Every Friday I turn the blog over to Dan Marsicano for his Retro Recommendation, giving you a chance to learn about underrated and overlooked gems from metal's past. This week, Rotting Christ is in the spotlight.
In its heyday, black metal found its footing in Norway and Sweden. Rotting Christ was an exception, emerging from Athens, Greece. Starting out as a grindcore act, the band moved to a melodic black metal sound by the time their debut Thy Mighty Contract was released in 1993. This was a big year for the genre, with albums from Darkthrone, Burzum, and Immortal making waves. Thy Mighty Contract was not as well-publicized, but it wasn't for lack of compelling material on the band's part.
While Mayhem were being raw and evil, and Emperor were leading the symphonic charge, Rotting Christ took on a melodic, slightly heavy metal-ish format. The band faced an uphill climb on the production side, as did a lot of music coming from this period. The drums are too loud, and given the repetitive beats played, it becomes distracting at times. However, the bass is audible, which automatically makes the record something to cherish.
Production quibbles aside, the album has a limited supply of rhythm blasting and lifeless tremolo riffing. Rotting Christ is not about getting from one point to another in record time or paving a noisy sonic trail. There are moments where the music breaks down into a wave of static destruction, though it's not as commonplace as a black metal fan may hope. There are enough lead guitar breaks, shifts in tempo, and a clean vocal section or two to make somebody stand up and take notice.
"The Sign Of Evil Existence" has the shortness to be a standard intro, yet is a full-fledged tune loaded with bile and venom. These traits are a common feature on Thy Mighty Contract. "The Coronation Of The Serpent" and "His Sleeping Majesty" have fuel to keep the dark fires ablaze. More traditional in structure, these tracks above will find favor with most black metal fans.
The band really makes their mark on songs like "Transform All Sufferings Into Plagues," where synth lines mesh with the black metal riffage. While not as integral to the music as a band like Emperor had them, the keyboards do have their role in an atmospheric sense on "The Fourth Knight Of Revelation (Part 1 & 2)" and "His Sleeping Majesty." The former makes excellent use of its seven minutes, switching from an unholy sonic burial to a moody instrumental piece.
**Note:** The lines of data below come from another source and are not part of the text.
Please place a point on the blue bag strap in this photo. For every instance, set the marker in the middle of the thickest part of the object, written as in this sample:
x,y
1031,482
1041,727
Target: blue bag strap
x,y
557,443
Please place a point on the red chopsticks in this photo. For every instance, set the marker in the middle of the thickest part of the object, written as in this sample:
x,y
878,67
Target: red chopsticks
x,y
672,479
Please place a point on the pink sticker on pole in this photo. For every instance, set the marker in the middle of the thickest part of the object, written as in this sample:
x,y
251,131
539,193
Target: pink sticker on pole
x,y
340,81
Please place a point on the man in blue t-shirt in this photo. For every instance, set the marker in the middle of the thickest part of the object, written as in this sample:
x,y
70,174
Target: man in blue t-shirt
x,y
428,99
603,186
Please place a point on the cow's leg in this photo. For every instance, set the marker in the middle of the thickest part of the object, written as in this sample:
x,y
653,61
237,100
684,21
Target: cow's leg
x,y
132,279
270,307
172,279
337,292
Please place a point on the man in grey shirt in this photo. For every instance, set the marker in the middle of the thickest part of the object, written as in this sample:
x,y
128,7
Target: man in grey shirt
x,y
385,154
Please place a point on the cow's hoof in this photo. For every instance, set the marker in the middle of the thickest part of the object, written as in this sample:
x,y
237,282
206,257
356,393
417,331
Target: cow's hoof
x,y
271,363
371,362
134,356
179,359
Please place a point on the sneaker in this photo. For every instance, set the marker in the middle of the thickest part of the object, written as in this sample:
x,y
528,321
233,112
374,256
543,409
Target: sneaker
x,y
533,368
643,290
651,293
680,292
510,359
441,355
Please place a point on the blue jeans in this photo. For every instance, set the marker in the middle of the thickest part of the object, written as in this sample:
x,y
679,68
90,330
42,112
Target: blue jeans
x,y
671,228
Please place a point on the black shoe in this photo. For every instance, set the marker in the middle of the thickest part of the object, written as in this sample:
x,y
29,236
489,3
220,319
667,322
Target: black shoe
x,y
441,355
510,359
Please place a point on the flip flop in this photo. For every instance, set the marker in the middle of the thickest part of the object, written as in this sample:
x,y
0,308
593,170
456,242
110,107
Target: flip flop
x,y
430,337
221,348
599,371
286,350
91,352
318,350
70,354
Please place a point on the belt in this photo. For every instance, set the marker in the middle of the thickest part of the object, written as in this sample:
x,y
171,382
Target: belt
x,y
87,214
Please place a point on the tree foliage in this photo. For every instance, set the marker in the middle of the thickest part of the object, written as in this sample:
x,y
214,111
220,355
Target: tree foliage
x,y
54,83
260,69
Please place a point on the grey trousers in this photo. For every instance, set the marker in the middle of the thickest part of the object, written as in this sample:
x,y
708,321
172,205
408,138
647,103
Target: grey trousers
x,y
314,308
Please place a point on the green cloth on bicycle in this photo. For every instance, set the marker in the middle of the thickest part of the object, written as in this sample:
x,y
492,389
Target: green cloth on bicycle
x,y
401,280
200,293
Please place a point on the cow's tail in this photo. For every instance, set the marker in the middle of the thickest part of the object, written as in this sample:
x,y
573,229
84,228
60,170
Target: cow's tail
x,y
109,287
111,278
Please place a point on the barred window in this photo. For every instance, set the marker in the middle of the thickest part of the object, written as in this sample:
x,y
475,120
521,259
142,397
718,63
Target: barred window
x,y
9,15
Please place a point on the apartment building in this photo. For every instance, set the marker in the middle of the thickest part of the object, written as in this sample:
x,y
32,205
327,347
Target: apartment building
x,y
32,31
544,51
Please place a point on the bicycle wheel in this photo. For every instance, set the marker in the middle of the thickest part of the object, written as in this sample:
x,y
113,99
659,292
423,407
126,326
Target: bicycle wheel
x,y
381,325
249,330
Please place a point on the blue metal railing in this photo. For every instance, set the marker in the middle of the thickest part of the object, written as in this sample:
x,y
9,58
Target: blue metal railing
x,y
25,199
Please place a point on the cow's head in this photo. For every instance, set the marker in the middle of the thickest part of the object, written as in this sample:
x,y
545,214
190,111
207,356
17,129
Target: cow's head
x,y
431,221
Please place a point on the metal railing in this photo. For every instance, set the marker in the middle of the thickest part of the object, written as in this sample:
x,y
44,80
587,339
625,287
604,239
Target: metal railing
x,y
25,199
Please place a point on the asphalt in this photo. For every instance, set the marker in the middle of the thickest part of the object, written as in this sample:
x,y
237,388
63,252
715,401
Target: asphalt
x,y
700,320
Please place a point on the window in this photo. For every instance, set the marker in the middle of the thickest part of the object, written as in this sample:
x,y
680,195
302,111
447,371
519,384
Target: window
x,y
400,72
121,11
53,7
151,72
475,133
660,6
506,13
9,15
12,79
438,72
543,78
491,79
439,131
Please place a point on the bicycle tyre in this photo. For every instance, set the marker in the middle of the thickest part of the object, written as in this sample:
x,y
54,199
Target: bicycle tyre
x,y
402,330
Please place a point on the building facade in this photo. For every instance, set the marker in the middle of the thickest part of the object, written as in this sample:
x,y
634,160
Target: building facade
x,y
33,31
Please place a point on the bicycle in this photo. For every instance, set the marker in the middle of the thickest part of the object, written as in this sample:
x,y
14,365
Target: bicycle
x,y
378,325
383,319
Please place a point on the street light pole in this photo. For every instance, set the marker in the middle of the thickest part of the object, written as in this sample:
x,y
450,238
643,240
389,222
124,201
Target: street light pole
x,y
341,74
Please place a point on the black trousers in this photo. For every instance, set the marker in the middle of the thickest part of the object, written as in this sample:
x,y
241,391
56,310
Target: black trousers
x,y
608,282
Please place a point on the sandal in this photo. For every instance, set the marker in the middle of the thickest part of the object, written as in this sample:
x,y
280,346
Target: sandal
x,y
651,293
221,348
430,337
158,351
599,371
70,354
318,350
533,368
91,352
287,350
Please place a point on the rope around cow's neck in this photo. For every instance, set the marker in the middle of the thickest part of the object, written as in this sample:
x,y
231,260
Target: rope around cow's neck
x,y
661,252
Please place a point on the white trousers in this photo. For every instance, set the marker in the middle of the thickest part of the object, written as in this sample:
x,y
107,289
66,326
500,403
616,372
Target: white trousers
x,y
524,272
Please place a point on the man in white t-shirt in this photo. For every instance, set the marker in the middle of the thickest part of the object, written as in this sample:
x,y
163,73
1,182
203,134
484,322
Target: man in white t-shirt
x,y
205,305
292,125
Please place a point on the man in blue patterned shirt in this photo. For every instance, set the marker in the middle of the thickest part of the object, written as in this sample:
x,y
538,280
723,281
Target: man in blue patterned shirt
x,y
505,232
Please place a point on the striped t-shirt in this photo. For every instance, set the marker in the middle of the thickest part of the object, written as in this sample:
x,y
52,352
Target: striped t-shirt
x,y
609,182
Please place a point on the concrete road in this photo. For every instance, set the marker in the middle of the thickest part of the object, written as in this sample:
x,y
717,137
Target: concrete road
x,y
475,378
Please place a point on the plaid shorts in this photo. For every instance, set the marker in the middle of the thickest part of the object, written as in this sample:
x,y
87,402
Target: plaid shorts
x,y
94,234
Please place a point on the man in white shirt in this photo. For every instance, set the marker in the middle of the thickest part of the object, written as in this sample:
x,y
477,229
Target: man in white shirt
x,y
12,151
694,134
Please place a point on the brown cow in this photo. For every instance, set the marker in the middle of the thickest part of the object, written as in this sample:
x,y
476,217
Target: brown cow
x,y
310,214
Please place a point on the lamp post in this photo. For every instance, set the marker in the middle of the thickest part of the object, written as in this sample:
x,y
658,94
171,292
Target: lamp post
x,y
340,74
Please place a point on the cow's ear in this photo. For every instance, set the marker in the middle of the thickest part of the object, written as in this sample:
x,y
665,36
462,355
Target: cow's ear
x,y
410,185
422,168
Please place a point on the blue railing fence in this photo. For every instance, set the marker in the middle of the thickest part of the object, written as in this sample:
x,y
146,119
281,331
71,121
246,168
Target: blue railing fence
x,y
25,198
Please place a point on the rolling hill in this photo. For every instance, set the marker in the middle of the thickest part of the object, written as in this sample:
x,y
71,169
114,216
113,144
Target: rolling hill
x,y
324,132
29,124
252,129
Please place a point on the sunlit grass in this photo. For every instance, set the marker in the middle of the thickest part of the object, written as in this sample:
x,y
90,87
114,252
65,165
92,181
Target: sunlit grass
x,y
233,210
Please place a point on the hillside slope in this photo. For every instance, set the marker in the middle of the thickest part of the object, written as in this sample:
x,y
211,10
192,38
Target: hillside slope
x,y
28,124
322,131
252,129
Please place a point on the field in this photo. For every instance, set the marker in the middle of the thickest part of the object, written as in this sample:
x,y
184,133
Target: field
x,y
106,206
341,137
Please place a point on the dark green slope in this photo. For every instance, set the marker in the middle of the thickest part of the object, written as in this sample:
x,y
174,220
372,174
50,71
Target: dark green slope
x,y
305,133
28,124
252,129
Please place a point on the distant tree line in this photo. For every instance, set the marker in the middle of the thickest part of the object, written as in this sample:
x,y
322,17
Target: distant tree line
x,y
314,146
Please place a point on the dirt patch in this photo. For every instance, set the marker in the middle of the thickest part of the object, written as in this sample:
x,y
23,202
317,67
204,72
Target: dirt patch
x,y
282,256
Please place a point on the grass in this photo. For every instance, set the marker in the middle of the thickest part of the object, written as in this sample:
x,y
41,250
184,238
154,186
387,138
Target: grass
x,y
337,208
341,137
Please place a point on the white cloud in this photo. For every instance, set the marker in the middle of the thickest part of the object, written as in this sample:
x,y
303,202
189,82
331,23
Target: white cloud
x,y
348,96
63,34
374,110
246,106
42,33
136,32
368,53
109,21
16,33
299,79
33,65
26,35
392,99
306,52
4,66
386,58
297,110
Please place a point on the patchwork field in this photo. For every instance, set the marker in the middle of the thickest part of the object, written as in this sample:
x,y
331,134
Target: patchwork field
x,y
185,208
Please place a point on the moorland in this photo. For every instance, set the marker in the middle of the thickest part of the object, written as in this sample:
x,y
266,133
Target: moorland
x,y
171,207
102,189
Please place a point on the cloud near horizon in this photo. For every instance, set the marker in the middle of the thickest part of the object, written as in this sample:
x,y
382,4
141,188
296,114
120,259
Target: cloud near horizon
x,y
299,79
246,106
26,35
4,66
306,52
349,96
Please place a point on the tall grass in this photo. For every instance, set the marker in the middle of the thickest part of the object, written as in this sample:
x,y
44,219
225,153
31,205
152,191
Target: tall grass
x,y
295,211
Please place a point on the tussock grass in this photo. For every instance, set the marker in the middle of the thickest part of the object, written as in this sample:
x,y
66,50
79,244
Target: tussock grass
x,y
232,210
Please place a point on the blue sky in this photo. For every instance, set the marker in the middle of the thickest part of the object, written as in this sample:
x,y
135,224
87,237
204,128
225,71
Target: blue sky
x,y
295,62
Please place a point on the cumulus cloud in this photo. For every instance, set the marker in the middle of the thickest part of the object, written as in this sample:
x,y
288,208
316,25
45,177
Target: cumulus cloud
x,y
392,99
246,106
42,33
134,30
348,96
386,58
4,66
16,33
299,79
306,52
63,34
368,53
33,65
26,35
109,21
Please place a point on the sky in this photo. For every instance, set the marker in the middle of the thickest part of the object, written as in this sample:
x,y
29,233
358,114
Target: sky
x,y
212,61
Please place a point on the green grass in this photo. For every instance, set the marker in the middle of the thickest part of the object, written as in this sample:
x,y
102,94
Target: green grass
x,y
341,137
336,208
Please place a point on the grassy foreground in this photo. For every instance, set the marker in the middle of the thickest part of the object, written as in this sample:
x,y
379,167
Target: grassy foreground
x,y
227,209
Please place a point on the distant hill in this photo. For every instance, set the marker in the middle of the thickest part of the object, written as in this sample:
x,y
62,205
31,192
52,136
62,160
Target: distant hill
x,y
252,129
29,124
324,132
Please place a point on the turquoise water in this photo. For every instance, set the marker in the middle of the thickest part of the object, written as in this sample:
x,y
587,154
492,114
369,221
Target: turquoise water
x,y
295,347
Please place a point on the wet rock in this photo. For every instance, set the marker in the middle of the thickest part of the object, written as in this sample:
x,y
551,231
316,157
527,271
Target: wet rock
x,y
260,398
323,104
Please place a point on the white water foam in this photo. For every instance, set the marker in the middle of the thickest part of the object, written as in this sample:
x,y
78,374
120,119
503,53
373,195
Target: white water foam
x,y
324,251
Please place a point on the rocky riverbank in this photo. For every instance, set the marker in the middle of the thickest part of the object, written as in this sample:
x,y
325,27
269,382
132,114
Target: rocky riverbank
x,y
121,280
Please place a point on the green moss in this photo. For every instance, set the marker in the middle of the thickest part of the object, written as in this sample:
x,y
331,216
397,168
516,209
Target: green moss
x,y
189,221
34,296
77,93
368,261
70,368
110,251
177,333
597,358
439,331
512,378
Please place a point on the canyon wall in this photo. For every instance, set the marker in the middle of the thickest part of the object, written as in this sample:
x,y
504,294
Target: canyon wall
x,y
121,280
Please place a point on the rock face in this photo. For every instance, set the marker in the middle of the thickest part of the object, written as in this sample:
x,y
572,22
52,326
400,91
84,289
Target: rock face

Unlike a lot of black metal bands, Rotting Christ has had a long shelf life. The band is still going strong almost 20 years after the release of Thy Mighty Contract. They have come a long way from this record, though hints of that progression can be heard on "The Fourth Knight Of Revelation (Part 1 & 2)." For being more melodic than most black metal of its time, Thy Mighty Contract gets the nod for this week's Retro Recommendation.